NEW DELHI, APRIL 5. They are the first records in black and white -- nay, black and yellow -- of events that shaped the country's destiny one way or the other. Written in chaste police Urdu jargon, these are First Information Reports now lying in various stages of wear and tear in the record rooms of police stations across Delhi.

One such FIR, lying at the Parliament Street police station, relates to the case in which Bhagat Singh and Batukeshwar Dutt threw a bomb inside the Delhi Assembly and fired twice in the air before courting arrest in 1929.

The typesetting of the document is such that it is difficult to distinguish between the handwritten and typed letters. A total of seven columns -- a format that continues to this day -- bear details of the incident, the penal sections against the ``apraadhi'', the trial, and also the verdict which was perhaps added later on.

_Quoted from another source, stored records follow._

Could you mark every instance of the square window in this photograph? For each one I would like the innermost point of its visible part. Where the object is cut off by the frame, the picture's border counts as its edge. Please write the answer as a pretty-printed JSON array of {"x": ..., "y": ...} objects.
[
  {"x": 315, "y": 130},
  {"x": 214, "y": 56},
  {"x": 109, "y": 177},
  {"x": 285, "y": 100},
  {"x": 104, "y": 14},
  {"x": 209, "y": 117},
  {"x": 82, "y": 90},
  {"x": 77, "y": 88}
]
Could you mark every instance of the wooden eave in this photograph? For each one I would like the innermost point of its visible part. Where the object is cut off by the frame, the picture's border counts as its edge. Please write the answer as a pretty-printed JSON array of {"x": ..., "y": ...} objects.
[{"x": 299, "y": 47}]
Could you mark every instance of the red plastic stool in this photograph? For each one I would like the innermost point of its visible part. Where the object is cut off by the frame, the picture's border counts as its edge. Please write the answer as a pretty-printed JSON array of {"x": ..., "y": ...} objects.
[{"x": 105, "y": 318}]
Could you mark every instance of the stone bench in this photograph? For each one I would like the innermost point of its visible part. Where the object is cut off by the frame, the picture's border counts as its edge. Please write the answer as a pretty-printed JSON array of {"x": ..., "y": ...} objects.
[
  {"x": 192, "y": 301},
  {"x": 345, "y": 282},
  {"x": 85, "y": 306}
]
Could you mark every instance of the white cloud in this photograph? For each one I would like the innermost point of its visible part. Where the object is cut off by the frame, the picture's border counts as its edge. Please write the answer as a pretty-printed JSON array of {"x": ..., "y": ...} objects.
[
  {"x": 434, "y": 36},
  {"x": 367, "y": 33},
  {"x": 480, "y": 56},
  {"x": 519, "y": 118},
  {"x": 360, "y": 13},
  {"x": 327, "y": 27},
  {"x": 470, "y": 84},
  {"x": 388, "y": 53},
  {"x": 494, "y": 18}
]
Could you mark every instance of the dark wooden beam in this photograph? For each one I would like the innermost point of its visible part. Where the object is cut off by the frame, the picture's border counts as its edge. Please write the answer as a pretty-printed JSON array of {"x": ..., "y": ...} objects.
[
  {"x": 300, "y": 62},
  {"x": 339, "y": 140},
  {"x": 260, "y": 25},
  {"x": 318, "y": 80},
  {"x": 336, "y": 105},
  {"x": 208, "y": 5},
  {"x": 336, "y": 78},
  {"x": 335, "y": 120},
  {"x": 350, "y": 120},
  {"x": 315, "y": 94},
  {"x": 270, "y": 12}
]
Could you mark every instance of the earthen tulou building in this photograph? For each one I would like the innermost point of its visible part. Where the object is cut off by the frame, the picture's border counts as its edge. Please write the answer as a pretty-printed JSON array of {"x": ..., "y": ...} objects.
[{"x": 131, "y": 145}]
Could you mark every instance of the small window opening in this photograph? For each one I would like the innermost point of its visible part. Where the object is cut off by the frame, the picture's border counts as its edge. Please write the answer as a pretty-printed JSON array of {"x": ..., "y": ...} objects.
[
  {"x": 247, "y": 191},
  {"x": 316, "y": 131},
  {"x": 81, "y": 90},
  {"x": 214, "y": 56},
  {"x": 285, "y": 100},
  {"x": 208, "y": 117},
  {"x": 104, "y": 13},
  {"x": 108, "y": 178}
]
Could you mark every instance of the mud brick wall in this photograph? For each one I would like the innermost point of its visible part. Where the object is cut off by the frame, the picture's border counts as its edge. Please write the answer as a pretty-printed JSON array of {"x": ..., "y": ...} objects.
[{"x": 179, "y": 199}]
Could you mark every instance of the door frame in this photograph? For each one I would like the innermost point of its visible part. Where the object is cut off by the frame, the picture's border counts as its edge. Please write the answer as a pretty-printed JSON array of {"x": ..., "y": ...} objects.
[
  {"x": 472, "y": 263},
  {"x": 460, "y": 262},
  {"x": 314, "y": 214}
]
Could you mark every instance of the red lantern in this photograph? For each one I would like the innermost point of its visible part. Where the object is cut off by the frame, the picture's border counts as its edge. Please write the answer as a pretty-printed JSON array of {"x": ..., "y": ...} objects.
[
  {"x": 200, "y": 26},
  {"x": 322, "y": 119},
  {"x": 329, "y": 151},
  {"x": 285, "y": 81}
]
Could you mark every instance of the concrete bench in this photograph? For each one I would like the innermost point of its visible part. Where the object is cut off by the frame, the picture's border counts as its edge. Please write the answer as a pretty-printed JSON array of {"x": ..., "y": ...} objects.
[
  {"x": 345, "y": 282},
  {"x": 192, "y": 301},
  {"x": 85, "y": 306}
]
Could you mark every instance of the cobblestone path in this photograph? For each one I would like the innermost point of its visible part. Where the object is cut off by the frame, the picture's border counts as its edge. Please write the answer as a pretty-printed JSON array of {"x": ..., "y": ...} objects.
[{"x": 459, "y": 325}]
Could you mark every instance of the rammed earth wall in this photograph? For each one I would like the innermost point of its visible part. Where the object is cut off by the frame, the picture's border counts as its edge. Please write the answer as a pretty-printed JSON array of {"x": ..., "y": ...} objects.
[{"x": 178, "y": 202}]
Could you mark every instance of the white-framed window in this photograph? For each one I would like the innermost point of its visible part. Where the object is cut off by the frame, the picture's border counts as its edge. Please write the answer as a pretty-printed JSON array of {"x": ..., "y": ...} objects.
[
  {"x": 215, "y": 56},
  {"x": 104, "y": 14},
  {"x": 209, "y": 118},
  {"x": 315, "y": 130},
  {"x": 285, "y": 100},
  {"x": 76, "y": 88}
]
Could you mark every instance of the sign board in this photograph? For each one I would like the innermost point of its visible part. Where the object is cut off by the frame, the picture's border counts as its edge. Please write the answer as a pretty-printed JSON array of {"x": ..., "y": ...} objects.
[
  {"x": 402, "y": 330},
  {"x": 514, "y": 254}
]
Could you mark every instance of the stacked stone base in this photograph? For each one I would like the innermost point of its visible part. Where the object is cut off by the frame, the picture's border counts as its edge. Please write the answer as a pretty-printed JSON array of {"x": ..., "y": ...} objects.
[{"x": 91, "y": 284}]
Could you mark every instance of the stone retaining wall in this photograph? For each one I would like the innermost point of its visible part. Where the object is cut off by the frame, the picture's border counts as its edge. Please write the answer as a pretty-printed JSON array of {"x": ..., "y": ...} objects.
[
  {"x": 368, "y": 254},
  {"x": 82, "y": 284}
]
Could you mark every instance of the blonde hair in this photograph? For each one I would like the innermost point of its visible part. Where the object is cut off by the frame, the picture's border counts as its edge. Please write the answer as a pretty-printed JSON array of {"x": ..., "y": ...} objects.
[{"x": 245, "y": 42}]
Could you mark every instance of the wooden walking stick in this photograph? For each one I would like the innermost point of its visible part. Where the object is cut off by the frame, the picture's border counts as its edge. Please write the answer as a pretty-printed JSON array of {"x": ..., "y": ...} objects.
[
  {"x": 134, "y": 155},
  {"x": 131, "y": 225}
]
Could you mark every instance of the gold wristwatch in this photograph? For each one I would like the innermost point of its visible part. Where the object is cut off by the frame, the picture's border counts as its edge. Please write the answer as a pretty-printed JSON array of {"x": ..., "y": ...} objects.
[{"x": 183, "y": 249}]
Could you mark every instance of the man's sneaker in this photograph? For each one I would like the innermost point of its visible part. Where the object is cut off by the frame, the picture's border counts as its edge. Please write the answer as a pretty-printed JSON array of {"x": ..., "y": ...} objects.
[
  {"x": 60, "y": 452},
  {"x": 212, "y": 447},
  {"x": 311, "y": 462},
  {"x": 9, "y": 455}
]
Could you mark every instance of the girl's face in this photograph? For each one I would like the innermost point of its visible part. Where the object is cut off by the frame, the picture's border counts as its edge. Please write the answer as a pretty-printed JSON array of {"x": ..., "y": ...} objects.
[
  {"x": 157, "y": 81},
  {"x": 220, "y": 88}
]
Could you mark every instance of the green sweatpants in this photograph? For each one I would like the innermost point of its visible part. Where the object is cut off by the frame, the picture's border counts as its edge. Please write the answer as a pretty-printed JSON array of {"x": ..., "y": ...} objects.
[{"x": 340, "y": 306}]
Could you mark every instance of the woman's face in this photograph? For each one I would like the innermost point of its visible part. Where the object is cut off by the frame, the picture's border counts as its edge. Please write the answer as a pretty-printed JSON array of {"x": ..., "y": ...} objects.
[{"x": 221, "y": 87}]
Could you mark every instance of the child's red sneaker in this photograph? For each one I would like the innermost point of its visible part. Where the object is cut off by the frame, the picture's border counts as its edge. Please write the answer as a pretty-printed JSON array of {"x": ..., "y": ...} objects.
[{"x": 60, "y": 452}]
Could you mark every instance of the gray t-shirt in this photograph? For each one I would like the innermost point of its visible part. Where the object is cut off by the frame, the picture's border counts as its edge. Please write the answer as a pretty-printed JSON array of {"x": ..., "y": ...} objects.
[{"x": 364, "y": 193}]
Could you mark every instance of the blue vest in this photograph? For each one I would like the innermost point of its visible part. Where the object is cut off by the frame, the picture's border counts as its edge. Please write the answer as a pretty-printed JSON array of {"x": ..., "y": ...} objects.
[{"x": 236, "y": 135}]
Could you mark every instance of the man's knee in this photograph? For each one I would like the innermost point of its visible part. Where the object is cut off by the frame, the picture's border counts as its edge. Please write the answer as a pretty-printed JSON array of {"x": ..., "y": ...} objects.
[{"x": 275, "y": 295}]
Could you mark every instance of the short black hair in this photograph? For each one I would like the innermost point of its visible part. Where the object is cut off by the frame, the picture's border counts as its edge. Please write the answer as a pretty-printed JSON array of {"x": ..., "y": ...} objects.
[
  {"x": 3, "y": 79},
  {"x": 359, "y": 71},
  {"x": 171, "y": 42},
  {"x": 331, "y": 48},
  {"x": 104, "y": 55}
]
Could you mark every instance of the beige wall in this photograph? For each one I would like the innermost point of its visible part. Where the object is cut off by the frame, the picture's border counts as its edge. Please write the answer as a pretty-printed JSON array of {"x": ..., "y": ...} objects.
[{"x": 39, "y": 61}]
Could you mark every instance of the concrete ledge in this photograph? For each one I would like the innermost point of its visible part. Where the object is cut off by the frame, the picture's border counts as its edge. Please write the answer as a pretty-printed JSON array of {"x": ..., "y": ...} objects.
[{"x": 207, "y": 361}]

But these relics of history are fast fading now. An incomplete Hindi translation is pasted on the opening page of the booklet containing this FIR. The clarity of the page -- both in terms of language and legibility -- is also fading for lack of conservation. ``Even this translation will fade in course of time if not conserved properly,'' says a police officer. According to him, the translation was prepared by an inspector who happened to know Urdu fairly well. But for an authentic translation an expert interpreter is required.

The FIR of Mahatma Gandhi's assassination on January 30, 1948 -- lying at the Tughlak Road police station -- is in a better condition as it was laminated last year thanks to the then SHO of Tughlak Road who also got the FIR of Indira Gandhi's assassination in 1984 laminated.

A framed, translated copy of the Gandhi FIR has been prepared to provide photocopies to those interested in it.

These efforts, though well-meaning, are amateurish and piecemeal at best. While both the police and the National Archives seem willing to conserve these documents, they are stuck on a technicality. According to one school of thought, an FIR is part of police records and has to remain with them. Others believe nothing stops the National Archives from acquiring the original FIRs.

Archives officials cite the rule that after a period of 25 years such documents can be acquired by them. However, they do not say whether any initiative has been taken by them to acquire these FIRs.